In this description and in the following claims, a “computer system” is defined as one or more software modules, one or more hardware modules, or combinations thereof, which work together to perform operations on electronic data. For example, the definition of computer system includes the hardware components of a personal computer, as well as software modules, such as the operating system of the personal computer. The physical layout of the modules is not important. A computer system may include one or more computers coupled via a computer network. Likewise, a computer system may include a single physical device (such as a mobile phone or Personal Digital Assistant “PDA”) where internal modules (such as a memory and processor) work together to perform operations on electronic data.

Reference is now made to FIG. 4 which illustrates schematically a simplified computer system 40. Computer system 40 includes a processor 401, a storage mechanism including a memory bus 407 to store information in memory 409 and a network interface 405 operatively connected to processor 401 with a peripheral bus 403. Computer system 40 further includes a data input mechanism 411, e.g. disk drive for a computer readable medium 413, e.g. optical disk. Data input mechanism 411 is operatively connected to processor 401 with peripheral bus 403.

Those skilled in the art will appreciate that the invention may be practiced with many types of computer system configurations, including mobile telephones, PDA's, pagers, hand-held devices, laptop computers, personal computers, multi-processor systems, microprocessor-based or programmable consumer electronics, network PCs, minicomputers, mainframe computers, and the like. The invention may also be practiced in distributed computing environments where local and remote computer systems, which are linked (either by hardwired links, wireless links, or by a combination of hardwired or wireless links) through a communication network, both perform tasks. In a distributed computing environment, program modules may be located in both local and remote memory storage devices.

By way of introduction, a principal intention of the present invention is to provide a method for improving performance of a speech recognition engine by distributing the vocabulary used by the engine into multiple orthogonal dictionaries and subsequently processing an input audio signal in parallel using multiple instances of the speech recognition engine, each instance using one of the multiple dictionaries. Each dictionary preferably includes an equal number of words, i.e. the vocabulary is preferably distributed substantially equally among the dictionaries. The distribution of the vocabulary into orthogonal dictionaries improves speech recognition performance because each channel uses a smaller dictionary, thereby increasing the confidence level of the speech recognition.
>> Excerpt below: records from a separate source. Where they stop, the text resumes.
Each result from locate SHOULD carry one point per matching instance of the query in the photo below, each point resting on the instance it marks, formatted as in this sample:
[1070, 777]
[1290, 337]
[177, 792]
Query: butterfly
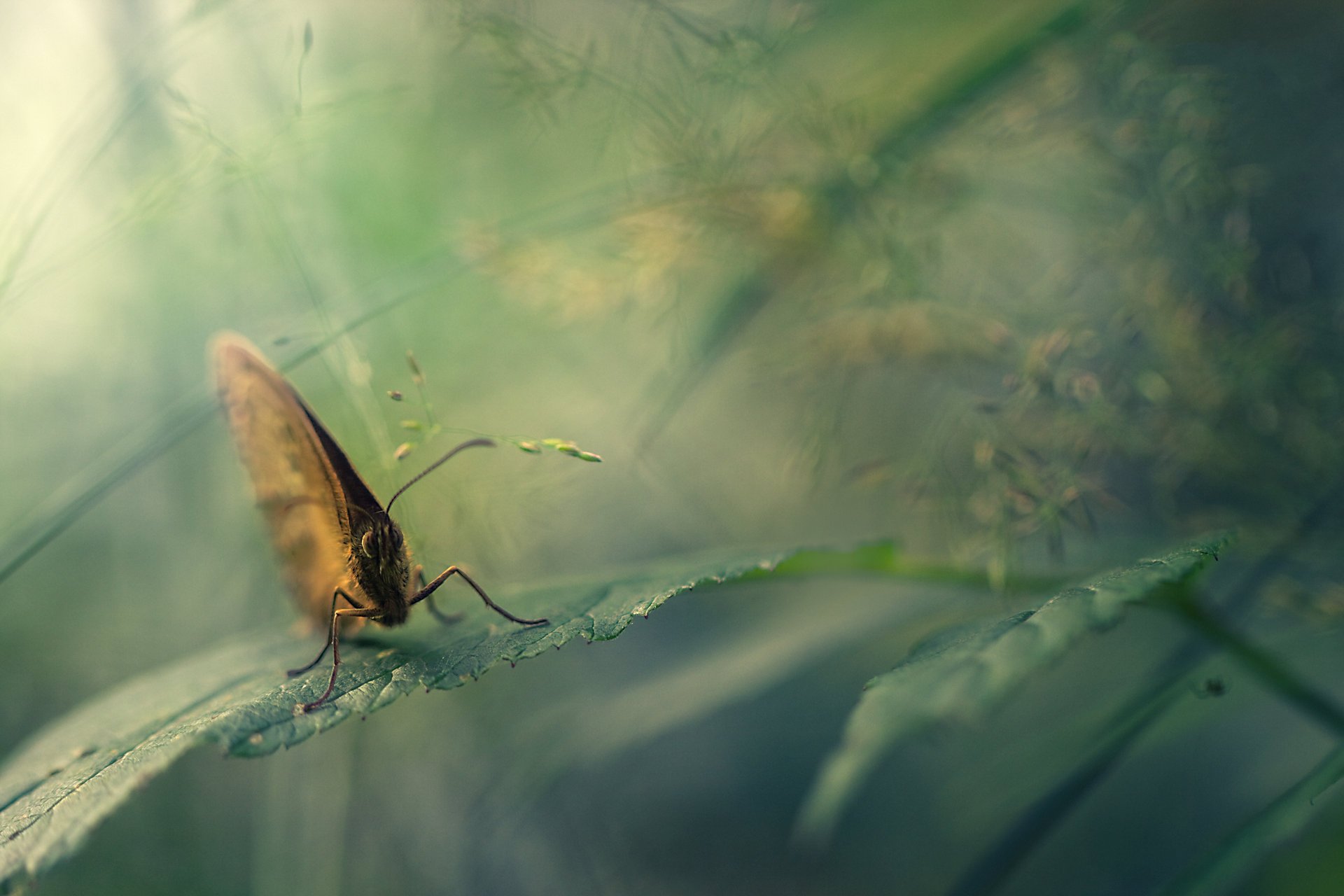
[336, 543]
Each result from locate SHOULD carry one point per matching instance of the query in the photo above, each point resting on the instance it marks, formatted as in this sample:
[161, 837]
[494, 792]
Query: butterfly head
[382, 542]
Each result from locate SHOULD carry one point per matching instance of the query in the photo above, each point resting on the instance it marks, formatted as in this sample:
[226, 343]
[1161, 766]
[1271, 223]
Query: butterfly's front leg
[442, 577]
[419, 577]
[334, 643]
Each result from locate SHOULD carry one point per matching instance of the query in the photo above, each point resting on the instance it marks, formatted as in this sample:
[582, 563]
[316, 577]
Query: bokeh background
[1030, 289]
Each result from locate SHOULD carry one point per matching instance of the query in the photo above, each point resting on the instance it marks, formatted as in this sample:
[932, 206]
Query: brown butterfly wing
[290, 460]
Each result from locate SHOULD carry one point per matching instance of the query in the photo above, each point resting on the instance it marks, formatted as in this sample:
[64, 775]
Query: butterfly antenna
[437, 464]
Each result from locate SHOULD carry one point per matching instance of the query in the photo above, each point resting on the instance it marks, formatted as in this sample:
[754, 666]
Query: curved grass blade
[1247, 846]
[841, 200]
[962, 673]
[64, 782]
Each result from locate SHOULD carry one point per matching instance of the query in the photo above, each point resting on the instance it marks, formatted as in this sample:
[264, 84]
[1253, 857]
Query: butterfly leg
[447, 618]
[334, 640]
[336, 596]
[442, 577]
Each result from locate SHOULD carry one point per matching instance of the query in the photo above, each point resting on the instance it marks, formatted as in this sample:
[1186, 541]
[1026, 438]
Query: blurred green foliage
[1030, 289]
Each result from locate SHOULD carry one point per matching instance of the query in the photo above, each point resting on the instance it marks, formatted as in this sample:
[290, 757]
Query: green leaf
[961, 673]
[55, 789]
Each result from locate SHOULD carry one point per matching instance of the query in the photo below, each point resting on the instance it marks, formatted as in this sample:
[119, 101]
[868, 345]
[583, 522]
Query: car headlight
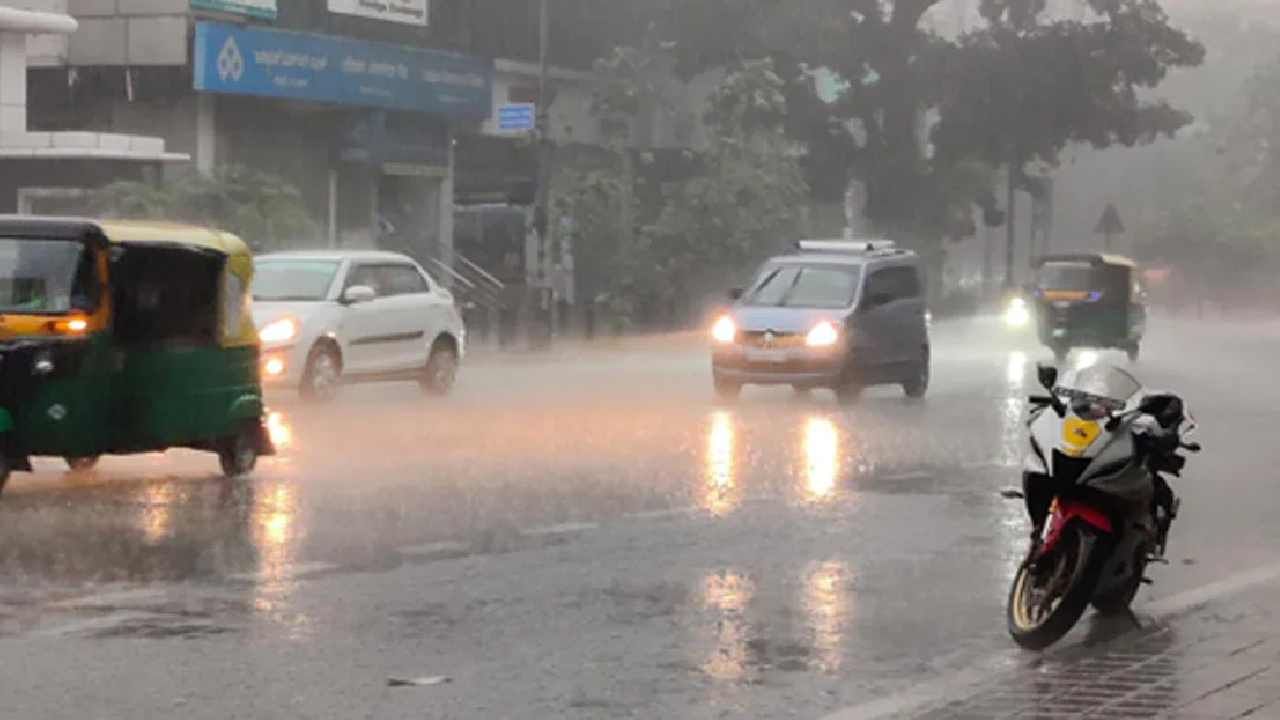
[279, 331]
[823, 335]
[723, 331]
[1016, 314]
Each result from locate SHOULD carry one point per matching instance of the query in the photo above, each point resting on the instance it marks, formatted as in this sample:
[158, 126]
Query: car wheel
[918, 383]
[727, 391]
[238, 452]
[440, 372]
[323, 376]
[82, 464]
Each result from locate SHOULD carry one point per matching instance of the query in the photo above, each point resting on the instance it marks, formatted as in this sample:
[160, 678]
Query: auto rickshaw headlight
[1016, 314]
[42, 365]
[279, 331]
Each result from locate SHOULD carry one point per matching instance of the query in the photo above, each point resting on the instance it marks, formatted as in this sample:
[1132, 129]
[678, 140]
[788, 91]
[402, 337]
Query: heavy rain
[693, 359]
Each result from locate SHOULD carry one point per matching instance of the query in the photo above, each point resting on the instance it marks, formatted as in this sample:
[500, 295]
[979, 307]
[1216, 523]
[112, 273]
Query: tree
[748, 196]
[1027, 85]
[263, 209]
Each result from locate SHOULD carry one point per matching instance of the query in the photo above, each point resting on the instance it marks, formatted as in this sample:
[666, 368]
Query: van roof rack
[849, 246]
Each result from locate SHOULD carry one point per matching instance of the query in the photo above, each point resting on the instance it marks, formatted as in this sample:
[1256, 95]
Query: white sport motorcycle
[1098, 502]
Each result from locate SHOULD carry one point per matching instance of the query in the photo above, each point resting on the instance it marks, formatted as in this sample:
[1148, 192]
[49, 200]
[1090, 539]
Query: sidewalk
[1219, 661]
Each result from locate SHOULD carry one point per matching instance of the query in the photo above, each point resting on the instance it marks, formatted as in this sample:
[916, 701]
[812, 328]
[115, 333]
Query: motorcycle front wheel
[1048, 596]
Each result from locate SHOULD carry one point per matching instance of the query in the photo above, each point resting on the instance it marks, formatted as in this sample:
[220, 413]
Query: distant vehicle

Furthermore, since the words in each channel have been selected, according to an embodiment of the present invention for orthogonality, that is to have a large phonetic distance from each other, an even higher confidence level may be achieved or in a different design a faster or simpler speech recognition algorithm may be used for the channels than would be required without distributing orthogonally into separate dictionaries according to the teachings of the present invention.

Many speech recognition algorithms are known. One class of commonly used algorithms are based on hidden Markov models (HMM). The speech recognition algorithm for use with embodiments of the present invention may be of any such mechanisms known in the art.

Implementation of the method and system of the present invention involves performing or completing selected tasks or steps manually, automatically, or a combination thereof. Moreover, according to actual instrumentation and equipment of preferred embodiments of the method and system of the present invention, several selected steps could be implemented by hardware or by software on any operating system of any firmware or a combination thereof. For example, as hardware, selected steps of the invention could be implemented as a chip or a circuit. As software, selected steps of the invention could be implemented as a plurality of software instructions being executed by a computer using any suitable operating system. In any case, selected steps of the method and system of the invention could be described as being performed by a data processor, such as a computing platform for executing a plurality of instructions.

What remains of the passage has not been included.